“There are three kinds of lies: lies, damned lies, and statistics,” Mark Twain famously said.
Everything we read, hear and see bombards us with random data and statistics.
Authors draw conclusions from loose correlations and neatly package the data for consumption.
In other words, opinions masquerading as facts. This is a problem.
No one is blameless in this.
As humans we all take small samples of data and extrapolate them to conform with, or confirm, our own world view. As a result, that view is often at odds with reality.
The late Hans Rosling, in his excellent book, “Factfulness: Ten Reasons We’re Wrong About the World – and Why Things Are Better Than You Think,” provided multiple examples of this phenomenon.

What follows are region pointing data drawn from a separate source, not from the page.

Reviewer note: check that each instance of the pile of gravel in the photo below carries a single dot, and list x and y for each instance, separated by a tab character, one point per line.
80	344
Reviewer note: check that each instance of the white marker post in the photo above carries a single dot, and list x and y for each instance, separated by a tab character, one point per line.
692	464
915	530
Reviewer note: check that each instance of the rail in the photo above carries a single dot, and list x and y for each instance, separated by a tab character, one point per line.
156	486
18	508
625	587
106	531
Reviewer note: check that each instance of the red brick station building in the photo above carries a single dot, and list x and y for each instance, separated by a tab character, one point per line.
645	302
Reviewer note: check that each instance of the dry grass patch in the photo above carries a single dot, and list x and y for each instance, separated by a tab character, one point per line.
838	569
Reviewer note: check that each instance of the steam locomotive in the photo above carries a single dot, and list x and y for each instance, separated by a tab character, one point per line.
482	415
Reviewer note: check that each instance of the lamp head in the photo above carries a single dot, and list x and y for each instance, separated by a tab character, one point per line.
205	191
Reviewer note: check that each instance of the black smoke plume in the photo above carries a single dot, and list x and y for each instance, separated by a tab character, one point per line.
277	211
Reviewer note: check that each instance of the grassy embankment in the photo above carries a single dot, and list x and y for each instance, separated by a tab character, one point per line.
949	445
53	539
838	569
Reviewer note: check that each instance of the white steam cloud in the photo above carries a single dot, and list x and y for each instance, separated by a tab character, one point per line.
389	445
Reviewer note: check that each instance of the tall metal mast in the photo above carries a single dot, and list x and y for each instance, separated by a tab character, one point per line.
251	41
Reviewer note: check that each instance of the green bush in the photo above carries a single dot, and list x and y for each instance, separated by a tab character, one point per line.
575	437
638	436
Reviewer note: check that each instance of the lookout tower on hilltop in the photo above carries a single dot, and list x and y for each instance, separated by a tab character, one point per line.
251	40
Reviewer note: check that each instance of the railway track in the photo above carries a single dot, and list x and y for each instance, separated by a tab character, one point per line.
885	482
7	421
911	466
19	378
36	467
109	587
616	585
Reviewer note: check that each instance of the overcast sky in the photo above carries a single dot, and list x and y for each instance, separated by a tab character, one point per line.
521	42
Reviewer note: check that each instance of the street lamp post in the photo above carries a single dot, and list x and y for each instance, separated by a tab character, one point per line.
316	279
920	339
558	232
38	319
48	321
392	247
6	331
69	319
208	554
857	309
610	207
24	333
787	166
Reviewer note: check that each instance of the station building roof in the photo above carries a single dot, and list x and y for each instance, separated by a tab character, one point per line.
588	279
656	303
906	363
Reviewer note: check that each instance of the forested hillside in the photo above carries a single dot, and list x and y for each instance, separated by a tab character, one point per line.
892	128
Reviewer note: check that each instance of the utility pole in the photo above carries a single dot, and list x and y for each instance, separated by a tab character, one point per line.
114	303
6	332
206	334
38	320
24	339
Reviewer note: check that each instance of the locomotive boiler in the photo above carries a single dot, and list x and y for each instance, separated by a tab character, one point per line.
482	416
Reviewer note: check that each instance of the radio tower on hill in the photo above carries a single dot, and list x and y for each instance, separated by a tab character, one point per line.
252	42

Even a Nobel Prize winner like Daniel Kahneman is not immune to this. To his credit, he publicly admitted drawing conclusions about the power of “priming” by relying on “underpowered studies”.
We increasingly see this unwarranted certitude about data collected and reported about sales.
For instance, published articles purport to tell us the magic words to use at the right moments in sales conversations. (The conclusions presented are drawn from analyzing tens of thousands of recorded calls.)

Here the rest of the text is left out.